Si, en Allemagne, l’affaire semble en comparaison bien anodine, l'univers du ballon rond dans son ensemble semble être remis en question. « Dans le sport de haut niveau c’est maintenant l’aspect financier qui prime », juge Judith Köhler, 26 ans, étudiante à Cologne. « Que la distinction entre argent légal, semi légal ou illégal finisse ainsi par disparaître ne m’étonne pas du tout »

Au final, Robert Hoyzer aura touché près de 60 000 euros et un écran plasma pour manipuler les matches. Les dommages causés au football allemand se chiffrent eux en millions d'euros. Quant à la Juventus, elle a non seulement perdu la sympathie de ses supporters mais l’action du club a chuté de 40 %.

Les scandales dans le business du ballon rond touchent de nombreux pays européens. En mai 2004, une affaire de corruption a été révélée en République tchèque dans laquelle de nombreux arbitres et fonctionnaires étaient impliqués. Là aussi des matches furent truquées contre de l’argent. Par la suite, le nombre moyen de spectateurs assistant aux rencontres de championnat a chuté à 5 000, une fréquentation très faible eu égard à la contenance des stades.

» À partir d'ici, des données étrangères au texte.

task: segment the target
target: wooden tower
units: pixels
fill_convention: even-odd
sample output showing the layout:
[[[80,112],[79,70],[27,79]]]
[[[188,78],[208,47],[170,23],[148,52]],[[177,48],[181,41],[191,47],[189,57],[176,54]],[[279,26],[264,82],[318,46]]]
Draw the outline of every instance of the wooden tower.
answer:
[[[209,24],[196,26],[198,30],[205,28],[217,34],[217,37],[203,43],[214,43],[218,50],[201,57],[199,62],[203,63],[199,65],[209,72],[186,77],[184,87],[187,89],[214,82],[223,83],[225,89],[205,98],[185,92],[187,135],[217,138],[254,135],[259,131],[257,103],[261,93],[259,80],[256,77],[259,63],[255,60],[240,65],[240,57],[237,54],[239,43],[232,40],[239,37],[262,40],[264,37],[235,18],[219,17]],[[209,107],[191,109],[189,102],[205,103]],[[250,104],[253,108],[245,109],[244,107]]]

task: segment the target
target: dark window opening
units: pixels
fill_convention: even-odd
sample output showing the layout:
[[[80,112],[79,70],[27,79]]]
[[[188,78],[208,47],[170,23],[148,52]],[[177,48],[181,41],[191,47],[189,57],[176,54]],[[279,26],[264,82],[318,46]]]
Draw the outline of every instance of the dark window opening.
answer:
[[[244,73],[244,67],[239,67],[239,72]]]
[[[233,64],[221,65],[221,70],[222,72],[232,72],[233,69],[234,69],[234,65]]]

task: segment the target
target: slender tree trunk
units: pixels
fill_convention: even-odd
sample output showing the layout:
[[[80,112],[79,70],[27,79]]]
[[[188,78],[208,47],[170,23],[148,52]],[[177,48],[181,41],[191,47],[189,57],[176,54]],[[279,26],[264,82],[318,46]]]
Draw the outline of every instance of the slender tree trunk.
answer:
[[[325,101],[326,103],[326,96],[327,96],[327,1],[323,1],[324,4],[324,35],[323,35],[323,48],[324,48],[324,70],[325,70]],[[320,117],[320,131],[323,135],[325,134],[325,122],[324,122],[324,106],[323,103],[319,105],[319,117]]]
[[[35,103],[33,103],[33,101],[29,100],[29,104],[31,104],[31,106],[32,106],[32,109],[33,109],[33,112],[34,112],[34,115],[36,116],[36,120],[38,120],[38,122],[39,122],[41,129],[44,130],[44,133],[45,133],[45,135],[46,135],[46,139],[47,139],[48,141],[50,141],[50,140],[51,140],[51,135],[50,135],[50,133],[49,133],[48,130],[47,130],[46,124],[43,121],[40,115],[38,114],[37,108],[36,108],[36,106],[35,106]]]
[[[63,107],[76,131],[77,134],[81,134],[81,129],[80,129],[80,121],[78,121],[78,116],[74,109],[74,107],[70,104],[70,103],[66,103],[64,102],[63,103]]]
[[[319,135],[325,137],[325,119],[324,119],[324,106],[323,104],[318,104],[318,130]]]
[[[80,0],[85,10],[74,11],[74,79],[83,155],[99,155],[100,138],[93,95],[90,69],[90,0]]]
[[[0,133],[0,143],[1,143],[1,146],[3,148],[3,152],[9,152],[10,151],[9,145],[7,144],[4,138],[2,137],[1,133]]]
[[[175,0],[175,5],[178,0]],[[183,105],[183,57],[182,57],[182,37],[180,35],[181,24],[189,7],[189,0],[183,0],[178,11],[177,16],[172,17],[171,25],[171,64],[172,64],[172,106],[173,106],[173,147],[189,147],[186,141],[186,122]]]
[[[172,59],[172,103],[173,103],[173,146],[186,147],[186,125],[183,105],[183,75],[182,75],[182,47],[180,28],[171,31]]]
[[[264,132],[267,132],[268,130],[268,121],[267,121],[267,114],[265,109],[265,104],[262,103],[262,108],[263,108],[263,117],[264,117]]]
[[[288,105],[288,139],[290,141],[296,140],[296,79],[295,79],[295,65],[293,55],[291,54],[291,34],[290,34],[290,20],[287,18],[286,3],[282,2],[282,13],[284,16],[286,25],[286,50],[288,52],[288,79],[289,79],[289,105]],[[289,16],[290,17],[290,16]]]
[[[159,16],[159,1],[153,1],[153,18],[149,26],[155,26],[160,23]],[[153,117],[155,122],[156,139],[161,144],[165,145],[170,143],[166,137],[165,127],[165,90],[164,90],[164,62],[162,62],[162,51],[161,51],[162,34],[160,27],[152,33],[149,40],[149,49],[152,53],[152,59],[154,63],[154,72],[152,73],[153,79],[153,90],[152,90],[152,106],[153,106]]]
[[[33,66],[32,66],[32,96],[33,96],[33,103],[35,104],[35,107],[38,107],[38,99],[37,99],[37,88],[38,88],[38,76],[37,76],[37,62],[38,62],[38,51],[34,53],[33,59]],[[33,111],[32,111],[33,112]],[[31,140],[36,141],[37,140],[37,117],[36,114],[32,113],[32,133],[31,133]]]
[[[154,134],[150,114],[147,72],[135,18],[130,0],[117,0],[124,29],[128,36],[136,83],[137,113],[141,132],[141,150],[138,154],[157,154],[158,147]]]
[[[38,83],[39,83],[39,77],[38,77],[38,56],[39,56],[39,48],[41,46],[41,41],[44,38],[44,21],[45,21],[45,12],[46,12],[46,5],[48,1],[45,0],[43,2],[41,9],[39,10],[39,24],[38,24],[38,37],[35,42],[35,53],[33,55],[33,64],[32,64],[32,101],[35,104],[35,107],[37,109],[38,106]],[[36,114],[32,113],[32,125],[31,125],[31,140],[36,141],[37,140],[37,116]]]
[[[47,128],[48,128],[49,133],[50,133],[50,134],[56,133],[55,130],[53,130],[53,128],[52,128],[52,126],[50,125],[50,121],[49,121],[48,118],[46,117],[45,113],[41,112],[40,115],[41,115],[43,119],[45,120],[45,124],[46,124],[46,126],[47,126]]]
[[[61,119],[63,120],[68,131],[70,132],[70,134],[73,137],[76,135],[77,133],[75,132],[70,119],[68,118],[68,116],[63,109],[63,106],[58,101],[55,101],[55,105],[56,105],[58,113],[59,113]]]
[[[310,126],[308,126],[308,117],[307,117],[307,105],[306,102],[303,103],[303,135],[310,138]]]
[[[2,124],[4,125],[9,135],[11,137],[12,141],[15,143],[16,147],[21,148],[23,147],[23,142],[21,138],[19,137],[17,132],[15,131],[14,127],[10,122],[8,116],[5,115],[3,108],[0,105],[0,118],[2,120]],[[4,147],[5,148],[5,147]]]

En Belgique, c’est la mafia chinoise qui aurait manipulé massivement la compétition nationale. Depuis que l’affaire a été révélée en février de cette année, plus de 50 joueurs ont été mis en examen.

Des solutions nationales

Et pourtant les mesures prises le sont toujours au niveau national. La ligue professionnelle allemande s’efforce de régler le plus vite possible cette affaire, compte tenu de son rôle d’hôte de la Coupe du monde 2006. Outre-rhin, les arbitres peuvent dorénavant être changés le jour même du match. De plus, les joueurs, entraîneurs, institutionnels et arbitres ne sont plus autorisés à parier.

« Les scandales sportifs nationaux comme en Italie sont hors de portée de la législation européenne », explique Borja Garcia, une étudiante italienne, auteur d'une thèse sur le sport et l’Union européenne. La compétence réside clairement au niveau des ligues nationales et des gouvernements puisqu’il n’existe pour l’instant aucune régulation européenne. « Une possibilité serait de doter l’Union d’un cadre légal pour la régulation du sport de haut niveau » avance Gracia, pointant toutefois que « la volonté politique fait aujourd’hui cruellement défaut ».